Apesar do seu prestígio (Eugénio de Andrade é dos nossos raros escritores com repercussão internacional, com os seus 55 títulos traduzidos, e cuja obra, entre nós, tem conhecido sucessivas reedições), viveu sempre extremamente distanciado do que se chama vida social, literária ou mundana, avesso à comunicação social, arredado de encontros, colóquios, congressos, etc., e as suas raras aparições em público devem-se a «essa debilidade do coração, que é a amizade», devendo encarar do mesmo modo o facto de ser membro da Academia Mallarmé, de Paris. Cabe aqui referir que nunca concorreu aos prémios que lhe foram atribuídos, quer em Portugal ou na França, quer no Brasil ou na Jugoslávia, como nunca ninguém o viu usar qualquer insígnia das condecorações com que foi agraciado.
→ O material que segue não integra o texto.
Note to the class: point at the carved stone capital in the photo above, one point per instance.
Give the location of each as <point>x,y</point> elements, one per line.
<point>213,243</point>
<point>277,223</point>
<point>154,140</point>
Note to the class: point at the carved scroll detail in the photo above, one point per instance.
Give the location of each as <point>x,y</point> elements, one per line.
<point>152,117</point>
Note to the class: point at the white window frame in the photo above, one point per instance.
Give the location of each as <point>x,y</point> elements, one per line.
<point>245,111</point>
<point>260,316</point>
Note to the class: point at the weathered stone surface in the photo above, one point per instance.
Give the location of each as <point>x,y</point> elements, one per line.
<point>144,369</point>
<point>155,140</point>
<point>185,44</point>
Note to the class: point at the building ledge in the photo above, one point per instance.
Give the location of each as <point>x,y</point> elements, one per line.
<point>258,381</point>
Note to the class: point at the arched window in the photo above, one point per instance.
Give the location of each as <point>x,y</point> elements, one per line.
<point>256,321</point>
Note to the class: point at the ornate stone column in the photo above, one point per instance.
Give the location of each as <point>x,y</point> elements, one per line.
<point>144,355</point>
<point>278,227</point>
A obra de Eugénio de Andrade, escrita ao longo dos últimos 50 anos, tem início em 1942 com Adolescente, livro hoje renegado, tal como Pureza, de 45, dos quais fez mais tarde uma breve selecção que designou por Primeiros Poemas (77), é constituída, principalmente pelos seguintes títulos de poesia: As Mãos e os Frutos (48), Os Amantes sem Dinheiro (50), As Palavras Interditas (51), Ate Amanhã (56), Coração do Dia (58), Mar de Setembro (61), Ostinato Rigore (64), Obscuro Domínio (72), Véspera de Água (73), Escrita da terra (74), Limiar doa Pássaros (76), Memória Doutro Rio (78), Matéria Solar (80), O Outro Nome da Terra (88), Rente ao Dizer (92), Oficio da Paciência (94), O Sal da Língua (95), Pequeno Formato (97), Os Lugares do Lume (98), Os Sulcos da Sede (2001); de prosa: Os Afluentes do Silêncio (68), Rosto Precário (79), À Sombra da Memória (93); para crianças: História da Égua Branca (77), Aquela Nuvem e Outras (86). Traduziu principalmente Safo, Garcia Lorca e Cartas Portuguesas, tendo ainda organizado algumas antologias, quase todas sobre a terra Portuguesa, caracterizadas pela ausência de preconceitos e sectarismos literários, das quais se destacam: Daqui Houve Nome Portugal, Memórias de Alegria, Canção do Mais Alto Rio, Poesia – Terra da Minha Mãe, os últimos com a colaboração do fotógrafo Dario Gonçalves, A Cidade de Garrett, com desenhos de Fernando Lanhas, e Antologia Pessoal da Poesia Portuguesa. Traduzido em cerca de 20 línguas, a poesia de Eugénio de Andrade tem sido estudada e comentada por, entre outros, Vitorino Nemésio, João Gaspar Simões, Óscar Lopes, António José Saraiva, Eduardo Lourenço, Jorge de Sena, Eduardo Prado Coelho, Arnaldo Saraiva, Joaquim Manuel Magalhães, Fernando Pinto do Amaral, Luís Miguel Nava, Angel Crespo, Carlos V. Cattaneo, e suscitado o interesse de vários músicos, entre os quais Fernando Lopes-Graça, Jorge Peixinho, Filipe Pires, Clotilde Rosa, Mário Laginhas e Paulo Maria Rodrigues.

Viveu no Porto – de que foi cidadão honorário e onde foi criada uma Fundação com o seu nome – até a sua morte a 13 de Junho de 2005.